Skills are a way of extending AI by providing instructions on how to perform a task. This capability is now being added to AI in SharePoint giving us a great new way to extend the capability of AI specific to the tasks we do. Skills are repeatable making it easy to use AI for tasks you do on a regular basis.
This video is a step by step guide demonstrating how to add a document review skill to a controlled documents library. The great news is you don’t need to be an expert in SharePoint, but it does help if you are the subject matter expert designing the skill. The site I use in the demo is outlined in my earlier blog on creating a controlled document system.
Skill files are created in the “Agent Assets” library created in your site when the “Agent Assets” Site Collection Feature is activated. You will find this in Site Information > Site Settings > Site Collection Features.
Creating a Skill requires these 3 steps:
- Open AI Chat in your SharePoint Site or Library
- Type “create a skill to <describe the skill>”
- Once you are done, ask AI to “save the skill”
Example Skill prompt:
Create a skill to create Document Controller actions for each document.
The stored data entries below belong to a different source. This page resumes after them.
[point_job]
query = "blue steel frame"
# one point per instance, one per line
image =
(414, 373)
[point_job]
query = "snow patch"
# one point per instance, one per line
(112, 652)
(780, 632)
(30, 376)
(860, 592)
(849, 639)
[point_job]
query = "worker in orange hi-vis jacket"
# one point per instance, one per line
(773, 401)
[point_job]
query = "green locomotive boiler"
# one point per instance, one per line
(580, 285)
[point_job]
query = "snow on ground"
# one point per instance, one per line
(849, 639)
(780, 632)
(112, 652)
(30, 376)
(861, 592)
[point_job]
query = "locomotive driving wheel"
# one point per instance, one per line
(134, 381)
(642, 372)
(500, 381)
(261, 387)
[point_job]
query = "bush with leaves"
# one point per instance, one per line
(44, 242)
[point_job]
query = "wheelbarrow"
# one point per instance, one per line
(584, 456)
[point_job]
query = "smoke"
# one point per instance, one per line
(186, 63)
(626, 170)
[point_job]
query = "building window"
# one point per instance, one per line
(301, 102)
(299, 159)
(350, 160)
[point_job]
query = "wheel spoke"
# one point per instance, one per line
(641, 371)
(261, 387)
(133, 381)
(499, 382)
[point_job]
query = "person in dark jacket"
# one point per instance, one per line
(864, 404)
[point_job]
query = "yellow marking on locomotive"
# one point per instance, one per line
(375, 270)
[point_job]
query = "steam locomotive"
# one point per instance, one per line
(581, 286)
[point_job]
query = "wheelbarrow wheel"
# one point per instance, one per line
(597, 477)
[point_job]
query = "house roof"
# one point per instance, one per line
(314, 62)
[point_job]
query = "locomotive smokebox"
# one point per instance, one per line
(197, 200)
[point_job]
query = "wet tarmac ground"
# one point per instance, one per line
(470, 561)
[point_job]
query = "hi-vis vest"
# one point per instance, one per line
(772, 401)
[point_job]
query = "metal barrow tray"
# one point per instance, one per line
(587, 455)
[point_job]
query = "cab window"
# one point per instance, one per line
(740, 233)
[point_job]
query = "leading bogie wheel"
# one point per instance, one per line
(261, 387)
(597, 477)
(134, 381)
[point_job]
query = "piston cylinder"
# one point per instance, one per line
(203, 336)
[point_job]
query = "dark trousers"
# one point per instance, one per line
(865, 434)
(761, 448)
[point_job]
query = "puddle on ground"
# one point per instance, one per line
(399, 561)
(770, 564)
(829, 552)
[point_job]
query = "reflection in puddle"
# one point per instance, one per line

Update details in the DocumentControllerNotes field. If the reviewdate is before today, write "OVERDUE" and include details of the date and docment owner name. If the reviewdate is within 30 days, include the same details but prefix with "DUE SOON".
Don’t forget to test the Skill to make sure it does what you are expecting. Just like everything with AI, you should never assume it will be perfect and it may take some additional human input.
You can tune the skill by adding additional details including the specific metadata column names you want to use, criteria that help determine if something is in scope or not and other details.
To find out what skills are available ask the AI chat “what skills are available?” or “–Agent-Skills”

I created a second skill for the demo above to assess the quality of metadata in the document library. This skill rates the quality based on metadata fields being populated or not. If a document has never been published, then it won’t have a published or review date, but it does need to have other metadata. Here’s the output.

Skill files are Markdown format and can be created or edited manually or via the SharePoint AI chat. This makes it possible to create a Skill and copy the files to multiple sites, which might be useful for project sites or others where you have many sites built off the same template.
I tried a few things with Skills that didn’t work. At this stage at least, the Agent cannot access permission or sharing information in SharePoint. I also tried creating items in Planner but this didn’t work, so if you want to create a task list, at this stage it will require Power Automate to create the tasks. This results in a Skill being created that doesn’t work, so I did the following to remove the specific Skill, I used the following prompt:
- –Agent-skills
- Remove the <skill name> skill
This gives a list of the available skills and then I used the name of the Skill I wanted to delete. You are prompted to confirm before the Skill file is deleted.
The use cases for skills are endless. Almost any task that involves reviewing content, tagging metadata, assigning actions etc can be done with a Skill.